Pensare non è di moda

Capita che su temi di grande interesse, o meglio di grande diffusione, molti dicano che una cosa è giusta e molti altri dicano che non è sbagliata; qualche volta capita persino che tra i  sostenitori delle tesi contrapposte molti siano gli stessi. La prima cosa che noto è che sono in molti a parlare, troppi; ancora più spesso si parla per sentito dire, per emulazione, senza riflessione, che invece ci porta a convinzioni opposte a quelle affermate inizialmente. Manca lo spazio necessario alla riflessione, al dialogo, all’approfondimento: lo si considera inutile, lento, farraginoso, defatigante, quasi una negazione della propria capacità di intuito immediato. Distinguiamo: taluni temi ci trovano immediatamente e convintamente schierati, in virtù della nostra appartenenza; tal’altri, la maggior parte, invece li assumiamo ingoiandoli e vomitandoli senza averli digeriti per effetto della necessità di prendere immediata posizione, di esserci, di dire la propria, giacché rispondere con un veritiero “non so” ci fa apparire incerti o, peggio ancora, privi di idee.

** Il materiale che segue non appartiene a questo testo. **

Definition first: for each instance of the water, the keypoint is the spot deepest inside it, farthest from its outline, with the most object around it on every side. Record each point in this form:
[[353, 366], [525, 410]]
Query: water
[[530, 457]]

Eppure, anche fin dalla letteratura antica, senza scomodare Seneca, si trovano inviti alla prudenza, alla riflessione, ma questi tempi sono stati cancellati dalla necessità dei sondaggi (il pensiero di pochi, speso pochissimi, assunto a statistica mondiale e verità vincente), dai risultati immediati; ogni volta che mi capita di ascoltare i risultati elettorali sento percentuali di tutto rispetto (il 42%!) ma poi, analizzandoli, si scopre che sono calcolati non sul totale degli aventi diritto ad esprimersi ma sulla, oramai esigua, somma di chi si è espresso, elevando in tal modo la cifra che altrimenti sarebbe improponibile; un banale esempio tra tanti: il candidato che ha vinto le recenti elezioni in Emilia-Romagna viene tributato con un sonoro 49,05% ma in realtà la cifra è calcolata sui votanti, che sono stati il 37,7% per cui il consenso reale scende ad un modesto 18,4%, che gli consente di governare l’intera regione, di parlare a nome di tutti, per effetto non già del consenso riconosciuto ma di un perfido e irrazionale sistema elettorale. La voce di chi ha taciuto, invece, pur ben maggioritaria, rimane inascoltata.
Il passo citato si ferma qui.